日中関係の悪化で懸念される
エコノミック・ステイトクラフト

 以上のように、昨今の国際政治の流れを捉えてくると、筆者は一つの経済リスクを不安視する。それは、日中関係の冷え込みと経済への影響だ。

 当然ながら、自由民主主義国家としての日本の理念、そして厳しくなる日本の安全保障環境を考慮すれば、岸田政権の外交安全保障政策は極めて合理的だと筆者は考える。

 しかし、これを経済や貿易という視点を重視して考えると、最大の貿易相手国中国との関係が懸念される。今日、対ロシアで中国はプーチン政権を非難せず、欧米とは一線を画している。むしろ、欧米主導の対露制裁が強化されるなか、原油など中国ロシア間の経済貿易は結び付きが強くなっている。こういった事情を考慮すれば、大国間関係の行方において、「欧米日本vs中露」のような構図が今後徐々に顕著になってくる可能性は、決して排除できない。
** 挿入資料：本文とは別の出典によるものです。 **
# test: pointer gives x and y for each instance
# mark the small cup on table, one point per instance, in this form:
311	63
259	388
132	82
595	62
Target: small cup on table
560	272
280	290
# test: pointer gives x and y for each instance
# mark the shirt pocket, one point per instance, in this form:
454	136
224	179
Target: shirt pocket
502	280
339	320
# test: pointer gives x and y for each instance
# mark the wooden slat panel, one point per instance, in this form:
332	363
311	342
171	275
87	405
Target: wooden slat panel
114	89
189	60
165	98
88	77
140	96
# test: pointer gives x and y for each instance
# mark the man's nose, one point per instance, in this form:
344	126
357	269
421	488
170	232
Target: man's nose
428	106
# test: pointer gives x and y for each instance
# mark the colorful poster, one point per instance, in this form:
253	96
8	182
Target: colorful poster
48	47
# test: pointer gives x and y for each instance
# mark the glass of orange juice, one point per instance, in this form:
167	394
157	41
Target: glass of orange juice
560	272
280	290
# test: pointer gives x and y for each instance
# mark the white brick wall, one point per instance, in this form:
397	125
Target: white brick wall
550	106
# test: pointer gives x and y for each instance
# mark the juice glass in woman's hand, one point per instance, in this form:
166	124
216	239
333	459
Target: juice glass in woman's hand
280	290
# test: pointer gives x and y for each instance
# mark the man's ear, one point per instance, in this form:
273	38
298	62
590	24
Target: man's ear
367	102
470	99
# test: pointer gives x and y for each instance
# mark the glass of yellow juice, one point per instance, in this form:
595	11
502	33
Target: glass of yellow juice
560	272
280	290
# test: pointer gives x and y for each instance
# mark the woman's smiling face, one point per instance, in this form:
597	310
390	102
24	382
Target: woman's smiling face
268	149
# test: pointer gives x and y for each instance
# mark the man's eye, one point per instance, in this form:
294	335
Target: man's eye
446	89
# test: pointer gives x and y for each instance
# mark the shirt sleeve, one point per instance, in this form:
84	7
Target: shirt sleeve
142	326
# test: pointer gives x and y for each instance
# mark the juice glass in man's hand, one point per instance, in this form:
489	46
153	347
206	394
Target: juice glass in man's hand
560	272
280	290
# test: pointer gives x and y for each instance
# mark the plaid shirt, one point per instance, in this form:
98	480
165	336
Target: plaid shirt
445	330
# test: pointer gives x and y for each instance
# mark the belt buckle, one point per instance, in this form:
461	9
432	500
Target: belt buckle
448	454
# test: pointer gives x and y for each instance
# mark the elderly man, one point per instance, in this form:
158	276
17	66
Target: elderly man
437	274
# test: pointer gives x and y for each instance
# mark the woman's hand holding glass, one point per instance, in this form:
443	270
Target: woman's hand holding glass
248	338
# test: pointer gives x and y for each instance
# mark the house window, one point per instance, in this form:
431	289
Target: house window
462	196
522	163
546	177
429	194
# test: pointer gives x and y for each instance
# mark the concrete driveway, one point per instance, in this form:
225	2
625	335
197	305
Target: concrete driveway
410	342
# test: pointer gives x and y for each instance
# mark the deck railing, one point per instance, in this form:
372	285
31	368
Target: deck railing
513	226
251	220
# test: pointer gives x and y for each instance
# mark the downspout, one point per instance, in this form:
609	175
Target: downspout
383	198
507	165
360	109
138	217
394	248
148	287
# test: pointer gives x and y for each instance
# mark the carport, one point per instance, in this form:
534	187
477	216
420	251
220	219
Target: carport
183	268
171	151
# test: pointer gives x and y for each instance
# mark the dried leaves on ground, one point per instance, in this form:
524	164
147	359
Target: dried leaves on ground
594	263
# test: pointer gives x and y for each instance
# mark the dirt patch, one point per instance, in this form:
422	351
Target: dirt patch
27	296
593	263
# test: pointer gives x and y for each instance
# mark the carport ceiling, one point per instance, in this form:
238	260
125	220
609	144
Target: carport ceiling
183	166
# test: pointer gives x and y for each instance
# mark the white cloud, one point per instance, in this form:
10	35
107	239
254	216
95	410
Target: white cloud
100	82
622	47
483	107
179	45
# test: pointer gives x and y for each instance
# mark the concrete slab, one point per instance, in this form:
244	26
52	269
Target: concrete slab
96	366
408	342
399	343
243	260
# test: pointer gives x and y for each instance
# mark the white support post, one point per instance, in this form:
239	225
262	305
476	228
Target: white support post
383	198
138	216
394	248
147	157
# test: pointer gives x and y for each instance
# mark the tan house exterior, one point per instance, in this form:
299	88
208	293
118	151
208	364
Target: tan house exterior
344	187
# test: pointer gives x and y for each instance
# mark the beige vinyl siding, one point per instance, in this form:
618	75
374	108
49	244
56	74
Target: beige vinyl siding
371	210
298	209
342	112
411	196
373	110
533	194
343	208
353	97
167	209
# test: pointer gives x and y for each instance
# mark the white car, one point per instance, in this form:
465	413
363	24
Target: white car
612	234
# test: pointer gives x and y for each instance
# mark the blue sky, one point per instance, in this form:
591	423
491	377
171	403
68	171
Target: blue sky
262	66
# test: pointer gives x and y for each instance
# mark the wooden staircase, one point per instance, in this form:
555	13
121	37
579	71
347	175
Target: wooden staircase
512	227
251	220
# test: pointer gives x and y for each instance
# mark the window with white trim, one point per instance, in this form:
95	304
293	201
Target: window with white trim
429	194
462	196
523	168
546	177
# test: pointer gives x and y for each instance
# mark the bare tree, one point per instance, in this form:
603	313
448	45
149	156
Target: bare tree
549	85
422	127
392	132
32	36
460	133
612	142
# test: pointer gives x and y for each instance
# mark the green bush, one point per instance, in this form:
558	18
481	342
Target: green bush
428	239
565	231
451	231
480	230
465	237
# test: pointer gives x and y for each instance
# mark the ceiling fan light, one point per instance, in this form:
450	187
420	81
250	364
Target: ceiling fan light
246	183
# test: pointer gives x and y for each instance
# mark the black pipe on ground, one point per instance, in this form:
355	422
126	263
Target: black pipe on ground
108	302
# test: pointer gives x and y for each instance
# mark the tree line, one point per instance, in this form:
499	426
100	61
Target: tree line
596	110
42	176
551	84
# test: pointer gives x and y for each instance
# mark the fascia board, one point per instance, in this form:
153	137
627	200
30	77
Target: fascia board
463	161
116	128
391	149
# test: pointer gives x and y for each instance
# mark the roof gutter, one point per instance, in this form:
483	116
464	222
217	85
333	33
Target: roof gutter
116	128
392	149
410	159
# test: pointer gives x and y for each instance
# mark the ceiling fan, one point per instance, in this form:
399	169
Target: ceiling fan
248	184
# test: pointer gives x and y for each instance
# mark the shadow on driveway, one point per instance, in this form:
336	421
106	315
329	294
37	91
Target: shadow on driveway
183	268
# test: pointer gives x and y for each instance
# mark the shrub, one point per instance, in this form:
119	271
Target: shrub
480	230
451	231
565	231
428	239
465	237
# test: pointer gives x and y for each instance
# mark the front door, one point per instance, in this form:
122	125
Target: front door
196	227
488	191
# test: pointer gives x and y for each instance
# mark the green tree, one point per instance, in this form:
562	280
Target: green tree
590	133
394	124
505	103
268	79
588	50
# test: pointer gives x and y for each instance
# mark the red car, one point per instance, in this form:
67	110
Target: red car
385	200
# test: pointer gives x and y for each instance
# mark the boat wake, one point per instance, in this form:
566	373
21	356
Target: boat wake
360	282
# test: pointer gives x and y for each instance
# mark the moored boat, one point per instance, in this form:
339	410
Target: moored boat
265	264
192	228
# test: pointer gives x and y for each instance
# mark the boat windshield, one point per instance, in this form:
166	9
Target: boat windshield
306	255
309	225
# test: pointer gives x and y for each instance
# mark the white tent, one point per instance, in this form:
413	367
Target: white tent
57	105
 米中対立が激しくなる中、中国も欧州や日本を含め諸外国との関係悪化はなるべく避けたいのが本音で、日中間でも関係悪化にならないようさまざまな政策が議論されていることだろう。それが外交、政策というものだ。

 だが、現在の米中対立、ウクライナ情勢によって変化する大国間関係というものは、突然に偶発的衝突などが発生し、それによって経済的に大きな影響が出るというリスクを内在している。

 台湾有事が発生する可能性について、近年内外で頻繁に議論され、専門家からさまざまな見解が示されているが、これについて一つ言えるのは、発生しない保証など一切ないということだ。仮にそれが現実に発生すれば、シーレーンの安全、台湾にいる駐在員退避など経済的な影響は計り知れない。